It was a wintry day. Times Square was lunch-crowded, people running across the streets, scurrying to and from their jobs, careers, lives. I worked a few blocks away, but I walked to the best pizza place I knew, just on the other side of Ninth Avenue, away from the madness.
Everyone was in their own private worlds, even me. I wore my iPod, and I couldn’t hear the mayhem that was the center of New York City at the busiest time of the day. My heart beat to the song only I could hear. Was it in my music player or my head?
It didn’t matter.
There was a small, bird-boned woman walking in front of me. The street was treacherously covered with frost, the curbs piled high with ugly snow and ice, soot and grime making it gray and slushy. Her shoes were extremely stylish.
“That’s really not a good pair of shoes for the winter.” I thought.
She seemed to be in more of rush than the other ants that dashed around. Where I took care to step over the holes and craters left by ice, salt, and heavy snow plows, she walked right through them, her slight weight supported by the thin film of ice.
“She must work at some magazine.” I looked at her dress and recognized it as something expensive and hardly the sort of thing a secretary would wear, or a store clerk, or even a low-level editor. She had the air of an executive, and because we were near the Condé Nast building, I imagined that she was a bigwig there. Her head was held high, and she didn’t even give the pitted roadway a glance, as if she had walked there so many times her feet ran on instinct.

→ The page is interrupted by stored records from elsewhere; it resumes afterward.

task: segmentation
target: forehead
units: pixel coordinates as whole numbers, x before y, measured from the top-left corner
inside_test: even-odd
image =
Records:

She stepped on one particularly gray lump, and the heel of her impossibly high heeled shoe cracked through the surface. Her arms flew out from her sides and she fell sideways to the asphalt, her Louis Vuitton bag skittering into the gutter ten feet in front of us.
I looked down at her, splayed out in the middle of the street, shoes ruined, dress torn. She looked like a mouse.

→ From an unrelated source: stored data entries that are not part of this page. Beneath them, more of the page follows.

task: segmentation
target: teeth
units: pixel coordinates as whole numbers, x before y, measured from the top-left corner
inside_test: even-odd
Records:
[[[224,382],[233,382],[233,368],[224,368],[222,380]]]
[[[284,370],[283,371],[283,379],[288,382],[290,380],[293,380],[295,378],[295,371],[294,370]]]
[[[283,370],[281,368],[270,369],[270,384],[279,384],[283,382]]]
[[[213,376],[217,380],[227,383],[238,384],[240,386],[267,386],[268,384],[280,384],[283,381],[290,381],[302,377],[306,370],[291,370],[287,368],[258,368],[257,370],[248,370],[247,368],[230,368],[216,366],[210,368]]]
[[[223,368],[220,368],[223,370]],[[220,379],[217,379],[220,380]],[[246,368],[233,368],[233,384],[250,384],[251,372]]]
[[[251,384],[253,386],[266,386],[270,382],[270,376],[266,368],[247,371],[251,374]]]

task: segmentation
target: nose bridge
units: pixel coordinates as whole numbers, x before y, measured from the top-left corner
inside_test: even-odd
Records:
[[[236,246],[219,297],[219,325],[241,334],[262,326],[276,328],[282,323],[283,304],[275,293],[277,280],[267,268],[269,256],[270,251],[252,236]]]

“She should squeak.” I thought.
The people around her barely gave her a second look before their faces fogged up and they went back to their alone spaces in the middle of the crowd we were in. They walked past.

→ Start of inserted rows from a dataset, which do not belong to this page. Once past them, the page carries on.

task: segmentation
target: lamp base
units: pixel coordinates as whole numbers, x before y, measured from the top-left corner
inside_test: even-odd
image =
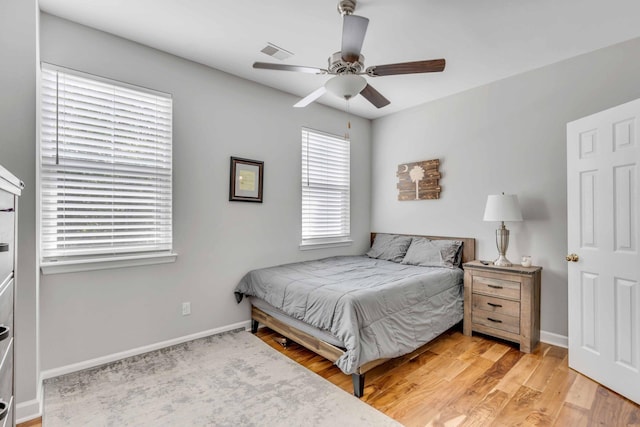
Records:
[[[511,267],[513,264],[504,255],[500,255],[497,260],[493,261],[493,265],[498,267]]]
[[[506,257],[507,248],[509,247],[509,230],[504,226],[504,221],[502,222],[502,226],[496,230],[496,247],[498,248],[498,254],[500,254],[500,256],[493,262],[493,265],[497,265],[498,267],[511,267],[513,264],[511,264],[511,261]]]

I bent over. “Miss? Are you alright?” I took her by the shoulders and lifted her up.
“I could carry her.” I thought. “She is so small.”
For an instance her eyes met mine. She wasn’t the high-powered executive running out to a lunch. She wasn’t the powerful editor on her way to a meeting. She was just some little woman in a torn dress and broken shoes.
I helped her to the curb and picked up her now-stained bag and handed it to her.
“You’re very strong.” She said.
That surprised me. I wasn’t strong. At all. I kept looking at her.
“I just work over there. I’ll be fine.” She broke our gaze and dusted herself off. She did not say thank you.
“Alright. Be careful.”
I walked away and melted back into the crowd. But I never forgot that one person thought I was strong.